Introduction

Historically, much of the improvement in computer performance has been driven by improvements in the underlying hardware. Programmers who had performance issues could just wait for newer processors to come out with smaller transistors or faster clock speeds, and their problems would be solved. Unfortunately, Moore’s law has slowed down, and with it yearly single-threaded performance gains have also slowed. Worse, new workloads such as computer vision, simulation, or AI have created an unprecedented demand for compute power. If programmers can no longer scale up their hardware solutions, another option is to scale out by parallelizing the work. Although it is more difficult to program, many tasks can be broken down into chunks that can be executed in parallel. By parallelizing their execution strategies, dramatic performance improvements can be realized.

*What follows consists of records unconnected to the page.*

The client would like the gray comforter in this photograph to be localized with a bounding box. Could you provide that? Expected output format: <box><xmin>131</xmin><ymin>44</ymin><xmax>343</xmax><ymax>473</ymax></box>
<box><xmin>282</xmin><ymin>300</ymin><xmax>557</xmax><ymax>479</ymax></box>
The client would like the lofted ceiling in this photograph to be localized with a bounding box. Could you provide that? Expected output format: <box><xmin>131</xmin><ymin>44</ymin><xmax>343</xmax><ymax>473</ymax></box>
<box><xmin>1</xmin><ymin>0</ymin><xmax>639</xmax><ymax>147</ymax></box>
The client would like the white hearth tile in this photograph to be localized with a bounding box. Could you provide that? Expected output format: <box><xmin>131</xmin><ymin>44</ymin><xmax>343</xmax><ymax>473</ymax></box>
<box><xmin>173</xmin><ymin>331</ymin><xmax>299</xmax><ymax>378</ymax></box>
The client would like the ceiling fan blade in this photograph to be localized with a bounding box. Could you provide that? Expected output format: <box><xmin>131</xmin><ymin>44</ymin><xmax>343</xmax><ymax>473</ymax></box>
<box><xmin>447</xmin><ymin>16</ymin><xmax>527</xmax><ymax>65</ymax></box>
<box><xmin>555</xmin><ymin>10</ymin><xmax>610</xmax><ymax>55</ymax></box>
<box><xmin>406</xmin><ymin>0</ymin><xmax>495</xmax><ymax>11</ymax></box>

This post considers a classical problem in computer vision: the computation of a disparity map. This computation, which is a key element of the algorithm which transforms a pair of images acquired from a stereo camera into an ordered point cloud, is both computationally heavy and parallelizable. In this post, we implement this algorithm with multiple parallelization strategies. Beginning with no parallization, we explore parallizing via multithreading via the OpenMP library, using Single Instruction Multiple Data (SIMD) instructions, and finally using special-purpose parallel compute hardware in the form of NVIDIA GPUs via the CUDA and OpenCL frameworks. In addition to benchmarking the algorithms against each other, this post discusses the benefits and drawbacks of each of the different algorithms, and what sorts of problems they lend themselves well towards solving. The code has been uploaded to Github; the link can be found at the bottom of this post.

Theory

One mechanism for computing depth from a pair of images in a stereo camera involves matching each pixel in the image from the left camera with the corresponding pixel in the right camera. The further apart the pixels are in terms of X-Y coordinates, the closer the object is to the camera. A disparity map is a data structure that records this distance for each pixel. An example of a disparity map is shown below. Given the left and the right image, the computed disparity map is shown on the right. Pixels with larger disparity values are shown in a lighter color. We can see that the objects that are closer to the image are lighter in color, matching our assumption.

disparity_maps

One of the simplest ways to compute this value is via an algorithm called “block matching.” In this algorithm, a square “neighborhood” is considered around each pixel. This “block” is then compared at various points in each image, and a loss function is computed for each candidate. This loss function will be zero if an exact match is found. In most cases, however, an exact match will not be found, due to minor variations in illumination, occlusion, or a variety of other reasons. If an exact match is not found, the pixel’s position can be estimated with sub-pixel accuracy by fitting a parabola to the three closest matching points.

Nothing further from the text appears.